Under the Patient Safety Incident Response Framework (PSIRF) there will be greater engagement with those affected by an incident, including patients, families and staff. Ensuring they are treated with compassion and able to be part of any investigation.
- Guide to engaging and involving patients, families and staff following a patient safety incident
- Additional resources
- Comments from early adopters
- Patient story videos
The ‘Guide to engaging and involving patients, families and staff following a patient safety incident’, published alongside PSIRF, sets out expectations for how organisations should engage with all those affected by patient safety incidents. Organisations should work hard to answer any questions and to involve those affected in patient safety incident investigations.
This guidance is based on the available evidence at the time of publication and it will be evaluated over the coming year using an independent national survey undertaken by the Learn Together research team. To express interest in taking part in the survey contact: email@example.com.
The survey findings will be combined with the Learn Together programme’s broader evaluation, to inform the next iteration of this guidance and is expected to be published in 2024.
You can also listen to our podcast which introduces the guide, discusses how it was developed, and future plans in this area of work. The podcast features Tracey Herlihey, Head of Patient Safety Incident Response Policy and Lauren Mosley, Head of Patient Safety Implementation, both from the NHS England National Patient Safety Team; Louise Pye, Head of Family Engagement, at HSIB; and Jane O’Hara, from the Learn Together research team, who is a Professor of Healthcare Quality and Safety, University of Leeds and Deputy Director of the Yorkshire Quality and Safety Research Group.
Learn Together have produced draft versions of specific guidance for investigators to guide engagement and involvement activity, as well as a guidance booklet aimed at supporting any healthcare staff involved in the investigation.
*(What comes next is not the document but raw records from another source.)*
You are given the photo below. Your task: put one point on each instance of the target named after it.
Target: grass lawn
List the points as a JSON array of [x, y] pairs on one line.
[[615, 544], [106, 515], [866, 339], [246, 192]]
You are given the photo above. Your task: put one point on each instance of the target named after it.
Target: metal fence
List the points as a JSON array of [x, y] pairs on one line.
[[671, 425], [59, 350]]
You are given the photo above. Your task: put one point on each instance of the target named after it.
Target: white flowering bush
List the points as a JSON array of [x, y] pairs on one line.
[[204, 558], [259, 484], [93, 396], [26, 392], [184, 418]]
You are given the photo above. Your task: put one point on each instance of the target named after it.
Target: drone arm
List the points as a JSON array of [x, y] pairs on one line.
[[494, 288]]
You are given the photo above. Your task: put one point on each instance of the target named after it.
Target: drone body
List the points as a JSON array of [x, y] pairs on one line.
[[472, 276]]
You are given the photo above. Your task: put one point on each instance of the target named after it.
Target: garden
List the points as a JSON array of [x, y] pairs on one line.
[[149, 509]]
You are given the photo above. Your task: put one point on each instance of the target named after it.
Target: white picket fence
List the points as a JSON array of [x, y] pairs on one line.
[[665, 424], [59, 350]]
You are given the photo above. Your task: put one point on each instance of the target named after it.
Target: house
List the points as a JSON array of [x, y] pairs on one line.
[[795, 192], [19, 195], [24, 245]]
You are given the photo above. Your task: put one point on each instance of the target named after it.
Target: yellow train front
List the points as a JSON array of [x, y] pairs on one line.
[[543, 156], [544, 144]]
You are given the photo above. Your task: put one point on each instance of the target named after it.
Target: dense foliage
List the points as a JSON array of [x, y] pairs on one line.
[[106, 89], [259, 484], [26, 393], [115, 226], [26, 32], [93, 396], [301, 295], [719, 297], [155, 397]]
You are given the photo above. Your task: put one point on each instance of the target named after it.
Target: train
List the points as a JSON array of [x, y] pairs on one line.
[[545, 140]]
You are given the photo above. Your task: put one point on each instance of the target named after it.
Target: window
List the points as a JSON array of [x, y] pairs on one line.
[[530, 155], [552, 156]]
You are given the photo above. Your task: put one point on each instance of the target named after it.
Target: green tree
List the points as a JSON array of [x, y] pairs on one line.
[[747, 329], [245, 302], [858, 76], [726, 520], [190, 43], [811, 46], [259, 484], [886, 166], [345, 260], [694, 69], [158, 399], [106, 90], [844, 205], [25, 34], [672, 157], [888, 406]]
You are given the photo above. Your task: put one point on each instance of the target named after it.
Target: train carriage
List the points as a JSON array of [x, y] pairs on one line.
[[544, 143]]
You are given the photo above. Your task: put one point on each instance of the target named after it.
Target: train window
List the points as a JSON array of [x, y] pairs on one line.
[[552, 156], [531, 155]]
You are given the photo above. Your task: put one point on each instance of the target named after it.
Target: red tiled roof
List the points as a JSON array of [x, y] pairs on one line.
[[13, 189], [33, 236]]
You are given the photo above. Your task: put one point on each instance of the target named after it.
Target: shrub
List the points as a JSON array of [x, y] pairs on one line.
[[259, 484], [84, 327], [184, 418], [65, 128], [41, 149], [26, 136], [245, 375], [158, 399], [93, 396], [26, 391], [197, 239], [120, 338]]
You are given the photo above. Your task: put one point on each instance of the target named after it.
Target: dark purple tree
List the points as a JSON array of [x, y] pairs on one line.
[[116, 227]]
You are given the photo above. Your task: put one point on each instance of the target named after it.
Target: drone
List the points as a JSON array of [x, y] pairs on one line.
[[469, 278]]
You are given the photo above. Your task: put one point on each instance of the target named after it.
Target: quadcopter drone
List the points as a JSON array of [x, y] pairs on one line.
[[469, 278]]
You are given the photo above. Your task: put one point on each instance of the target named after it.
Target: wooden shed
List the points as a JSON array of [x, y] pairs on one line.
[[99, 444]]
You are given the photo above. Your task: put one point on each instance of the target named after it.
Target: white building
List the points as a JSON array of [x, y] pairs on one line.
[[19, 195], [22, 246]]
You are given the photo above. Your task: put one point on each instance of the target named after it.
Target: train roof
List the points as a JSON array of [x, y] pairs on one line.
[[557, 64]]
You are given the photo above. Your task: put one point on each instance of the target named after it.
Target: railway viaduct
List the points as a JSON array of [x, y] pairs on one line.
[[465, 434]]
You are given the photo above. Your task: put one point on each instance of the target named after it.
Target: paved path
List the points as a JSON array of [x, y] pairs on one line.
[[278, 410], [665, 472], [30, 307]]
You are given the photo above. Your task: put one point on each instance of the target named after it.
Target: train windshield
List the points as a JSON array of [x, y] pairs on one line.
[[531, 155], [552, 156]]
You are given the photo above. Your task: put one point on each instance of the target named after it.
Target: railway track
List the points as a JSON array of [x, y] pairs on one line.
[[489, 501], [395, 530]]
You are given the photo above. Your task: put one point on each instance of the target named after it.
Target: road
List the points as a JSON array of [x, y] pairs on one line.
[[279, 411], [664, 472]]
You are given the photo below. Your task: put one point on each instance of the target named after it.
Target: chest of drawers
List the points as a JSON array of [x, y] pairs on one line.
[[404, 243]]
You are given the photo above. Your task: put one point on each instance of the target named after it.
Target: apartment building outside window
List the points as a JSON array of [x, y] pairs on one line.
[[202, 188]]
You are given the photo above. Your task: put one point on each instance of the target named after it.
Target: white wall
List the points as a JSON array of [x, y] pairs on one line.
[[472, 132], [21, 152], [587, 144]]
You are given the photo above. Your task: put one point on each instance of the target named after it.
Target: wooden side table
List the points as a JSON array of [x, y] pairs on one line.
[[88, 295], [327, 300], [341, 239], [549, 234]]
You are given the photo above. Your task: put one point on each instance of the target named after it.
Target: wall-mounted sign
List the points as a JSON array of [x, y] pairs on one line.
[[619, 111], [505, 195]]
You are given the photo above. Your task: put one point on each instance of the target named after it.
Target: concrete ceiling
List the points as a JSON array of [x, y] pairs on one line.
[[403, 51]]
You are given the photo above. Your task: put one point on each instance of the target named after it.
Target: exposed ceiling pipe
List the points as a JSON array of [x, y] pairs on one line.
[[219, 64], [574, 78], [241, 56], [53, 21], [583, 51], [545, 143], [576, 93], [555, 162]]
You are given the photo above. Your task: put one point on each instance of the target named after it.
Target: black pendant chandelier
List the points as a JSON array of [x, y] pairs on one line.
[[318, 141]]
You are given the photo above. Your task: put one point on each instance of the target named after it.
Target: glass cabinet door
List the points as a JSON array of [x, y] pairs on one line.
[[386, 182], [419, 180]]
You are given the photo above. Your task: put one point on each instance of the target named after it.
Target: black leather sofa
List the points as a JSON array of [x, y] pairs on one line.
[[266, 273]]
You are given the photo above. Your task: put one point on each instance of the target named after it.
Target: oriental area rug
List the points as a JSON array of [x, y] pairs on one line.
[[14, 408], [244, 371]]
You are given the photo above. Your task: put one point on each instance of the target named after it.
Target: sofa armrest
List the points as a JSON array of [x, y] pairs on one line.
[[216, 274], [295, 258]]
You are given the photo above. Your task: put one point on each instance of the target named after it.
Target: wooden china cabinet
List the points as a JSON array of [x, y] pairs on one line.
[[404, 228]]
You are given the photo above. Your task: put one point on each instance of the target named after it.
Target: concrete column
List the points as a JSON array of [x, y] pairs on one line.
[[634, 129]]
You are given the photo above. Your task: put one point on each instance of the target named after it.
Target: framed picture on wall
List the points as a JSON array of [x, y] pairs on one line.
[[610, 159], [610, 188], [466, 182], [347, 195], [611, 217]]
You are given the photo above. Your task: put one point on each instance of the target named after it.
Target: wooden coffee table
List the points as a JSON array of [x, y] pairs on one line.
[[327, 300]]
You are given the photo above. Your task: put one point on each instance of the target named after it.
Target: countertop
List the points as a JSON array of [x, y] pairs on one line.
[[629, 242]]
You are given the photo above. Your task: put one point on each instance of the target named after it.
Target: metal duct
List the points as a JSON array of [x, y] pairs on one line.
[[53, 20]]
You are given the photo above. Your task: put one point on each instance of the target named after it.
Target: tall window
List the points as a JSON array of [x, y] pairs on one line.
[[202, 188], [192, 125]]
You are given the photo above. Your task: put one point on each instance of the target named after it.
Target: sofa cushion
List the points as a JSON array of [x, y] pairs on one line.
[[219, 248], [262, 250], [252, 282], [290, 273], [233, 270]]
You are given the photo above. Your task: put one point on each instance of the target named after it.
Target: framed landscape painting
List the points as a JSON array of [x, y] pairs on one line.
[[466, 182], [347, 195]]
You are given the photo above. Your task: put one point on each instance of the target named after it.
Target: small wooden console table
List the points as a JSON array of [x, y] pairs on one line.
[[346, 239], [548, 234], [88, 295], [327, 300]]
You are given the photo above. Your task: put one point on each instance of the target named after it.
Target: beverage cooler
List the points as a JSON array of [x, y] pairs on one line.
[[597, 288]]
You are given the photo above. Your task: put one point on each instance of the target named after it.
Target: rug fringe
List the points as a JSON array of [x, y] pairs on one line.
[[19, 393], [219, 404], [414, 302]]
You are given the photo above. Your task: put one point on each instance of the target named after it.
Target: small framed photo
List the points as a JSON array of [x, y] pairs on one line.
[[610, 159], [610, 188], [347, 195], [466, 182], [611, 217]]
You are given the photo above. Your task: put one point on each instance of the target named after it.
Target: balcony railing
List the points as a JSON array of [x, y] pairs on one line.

NHS organisations can download and use these resources in their responses to patient safety incidents.
The resources include:
- Patient/family information
- Investigator guidance
- Staff information
- Investigation record
The resources are being tested as part of the Learn Together research programme and feedback will inform final versions, to be published alongside the updated PSIRF engagement guidance in 2024.
You can also download a single page overview summary of Part A – Creating the right foundations and Part B – Engagement and involvement process – from the ‘Guide to engaging and involving patients, families and staff following a patient safety incident’.
“This guide is a useful resource for staff seeking to support engagement and involvement of all those affected by patient safety incidents. The guide acknowledges that there will not be a simple ‘one size fits all’ approach. Instead, it explores the various options which can support engagement and involvement and offers suggestions on how these can be put into practice. I think this will be a key resource for those involved in learning from patient safety incidents, and I will be using it to support my practice in future.”
Megan Pontin, Patient Safety Incident Investigator, West Suffolk NHS Foundation Trust
“There is no one-size-fits-all-approach to support the patient and staff in response to a patient safety incident. Adapting to each situation and varying our approach to engagement and learning can be challenging in healthcare. That is why this guidance is crucial to equipping us with tools and knowledge to how we harness insight and involve the patient, as well as our staff across the NHS system, when a patient safety incident occurs.”
Nicholas Seaton, Patient Safety Manager, North Bristol NHS Trust
These patient story videos demonstrate the impact the initial response to a patient safety incident and subsequent investigation can have on patients.
Kathryn talks about her experience following an incident where she was harmed when her cannula was not flushed following surgery, leaving her close to death and temporarily paralysed. She describes how openness and having the opportunity to be part of the solution meant that the investigation process didn’t exacerbate the trauma of the event.
Kirsty talks about her experience following an incident where there were problems with care during the delivery of her third child following the administration of a Syntocinon drip. Kirsty describes the investigation process as being clouded in mystery and feeling like the organisation put her into a victim box without any concern for her mental state.
Valerie, a patient with Parkinson’s disease, talks about her experience following an incident where she was mixed up with another patient and given the wrong medication. Valerie describes how she didn’t want to complain, she was used to getting excellent treatment from the NHS, but the handling of the response left her ‘hopping mad’ with no choice.